Pain Mitigation Boosts Productivity & Profitability

CANADA - A professor with the Western College of Veterinary Medicine says by minimising pain, livestock producers have an opportunity to improve the productivity and profitability of their animals, writes Bruce Cochrane.
calendar icon 2 December 2011
clock icon 3 minute read

"Pigs and Pain: Perception, Reality and Public Opinion" was among the topics discussed as part of Saskatchewan Pork Industry Symposium 2011 last month in Saskatoon.

Dr Joe Stookey, a professor in the Department of Large Animal Clinical Sciences at the Western College of Veterinary Medicine, explains both people and animals experience pain in a similar manner.

Clip-Dr Joe Stookey-Western College of Veterinary Medicine:

"We're really wired the same.

"Pain is a very important biological function that animals have evolved in a way to prevent further injury or to learn from bad experiences so if you couldn't perceive pain that would put you at a real disadvantage and that hardware is sort of conserved through all animals.

"Just like all organisms can reproduce, all animals have a way of respiring and taking in oxygen, how animals perceive pain and how people perceive pain is very much identical despite the fact that we're in different shapes as animals.
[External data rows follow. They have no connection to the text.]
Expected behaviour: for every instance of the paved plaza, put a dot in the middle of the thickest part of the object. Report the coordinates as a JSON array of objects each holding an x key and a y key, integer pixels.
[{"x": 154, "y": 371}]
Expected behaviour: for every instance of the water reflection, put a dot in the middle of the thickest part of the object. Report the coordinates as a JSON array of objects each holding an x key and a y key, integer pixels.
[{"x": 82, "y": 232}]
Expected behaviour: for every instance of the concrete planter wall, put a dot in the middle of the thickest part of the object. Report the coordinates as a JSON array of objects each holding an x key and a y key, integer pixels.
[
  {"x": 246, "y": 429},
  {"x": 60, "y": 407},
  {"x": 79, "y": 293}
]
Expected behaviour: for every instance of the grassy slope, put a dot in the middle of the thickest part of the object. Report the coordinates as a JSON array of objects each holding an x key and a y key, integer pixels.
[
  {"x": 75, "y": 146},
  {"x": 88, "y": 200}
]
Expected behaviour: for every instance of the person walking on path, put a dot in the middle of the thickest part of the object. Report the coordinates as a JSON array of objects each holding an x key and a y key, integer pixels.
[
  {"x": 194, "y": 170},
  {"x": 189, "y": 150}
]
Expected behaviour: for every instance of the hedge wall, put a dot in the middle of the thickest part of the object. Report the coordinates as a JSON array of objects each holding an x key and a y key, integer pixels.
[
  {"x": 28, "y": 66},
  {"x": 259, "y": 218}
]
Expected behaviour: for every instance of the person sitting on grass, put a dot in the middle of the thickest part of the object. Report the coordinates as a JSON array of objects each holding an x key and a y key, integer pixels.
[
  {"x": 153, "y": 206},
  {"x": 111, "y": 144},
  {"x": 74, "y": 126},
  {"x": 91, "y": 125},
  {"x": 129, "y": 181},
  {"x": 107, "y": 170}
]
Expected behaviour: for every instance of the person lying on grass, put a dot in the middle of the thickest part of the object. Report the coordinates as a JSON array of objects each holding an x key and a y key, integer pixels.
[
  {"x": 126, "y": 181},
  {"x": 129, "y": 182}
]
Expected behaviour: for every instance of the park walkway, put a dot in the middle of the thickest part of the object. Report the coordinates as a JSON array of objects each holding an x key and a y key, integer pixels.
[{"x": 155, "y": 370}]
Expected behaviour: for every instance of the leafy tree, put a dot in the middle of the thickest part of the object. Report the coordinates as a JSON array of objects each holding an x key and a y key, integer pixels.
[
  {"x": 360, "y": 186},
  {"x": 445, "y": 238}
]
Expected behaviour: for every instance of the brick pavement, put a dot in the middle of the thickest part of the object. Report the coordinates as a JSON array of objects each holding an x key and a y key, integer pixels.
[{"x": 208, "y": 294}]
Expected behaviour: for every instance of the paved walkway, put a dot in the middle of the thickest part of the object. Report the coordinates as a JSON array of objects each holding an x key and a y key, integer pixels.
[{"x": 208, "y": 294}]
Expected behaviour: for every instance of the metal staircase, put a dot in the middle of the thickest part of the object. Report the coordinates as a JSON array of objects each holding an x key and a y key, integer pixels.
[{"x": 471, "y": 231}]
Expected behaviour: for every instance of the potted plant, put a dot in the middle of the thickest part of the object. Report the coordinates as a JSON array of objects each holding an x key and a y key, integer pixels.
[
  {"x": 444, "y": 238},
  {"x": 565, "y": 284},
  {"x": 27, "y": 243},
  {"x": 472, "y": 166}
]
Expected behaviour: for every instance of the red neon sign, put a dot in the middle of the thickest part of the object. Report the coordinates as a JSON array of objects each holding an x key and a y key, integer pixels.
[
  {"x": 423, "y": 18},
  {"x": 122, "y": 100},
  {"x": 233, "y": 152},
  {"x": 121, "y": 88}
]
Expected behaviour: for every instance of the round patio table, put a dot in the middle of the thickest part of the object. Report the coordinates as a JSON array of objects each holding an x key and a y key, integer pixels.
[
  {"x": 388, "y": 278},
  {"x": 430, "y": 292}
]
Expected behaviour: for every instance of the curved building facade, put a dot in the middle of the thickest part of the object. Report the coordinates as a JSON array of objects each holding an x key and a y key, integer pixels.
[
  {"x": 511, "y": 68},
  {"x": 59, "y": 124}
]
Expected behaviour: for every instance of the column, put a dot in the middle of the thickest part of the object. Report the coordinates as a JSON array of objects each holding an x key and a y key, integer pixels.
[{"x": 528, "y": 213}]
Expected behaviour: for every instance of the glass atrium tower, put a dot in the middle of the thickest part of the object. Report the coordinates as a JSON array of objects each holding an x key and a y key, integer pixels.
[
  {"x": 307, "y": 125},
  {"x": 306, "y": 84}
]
"We know from studies with people and infants that historically we did procedures without mitigating pain because we were afraid from an infant's perspective of the dangers of some of these compounds.

"They maybe couldn't handle them as well as an adult so infants were often operated on without attempts to mitigate pain.

"As we grew more comfortable in how we use it we also learned that they actually heal better.

"They heal quicker.

"An animal can recover from that injury or assault if it has some pain mitigation in place."


Dr Stookey acknowledges the effect of pain will vary depending on severity but, as we all know from personal experience, very intense pain can affect our appetites and our performance so from that perspective pain is important and from a livestock productivity and profitability perspective, has become topic of discussion.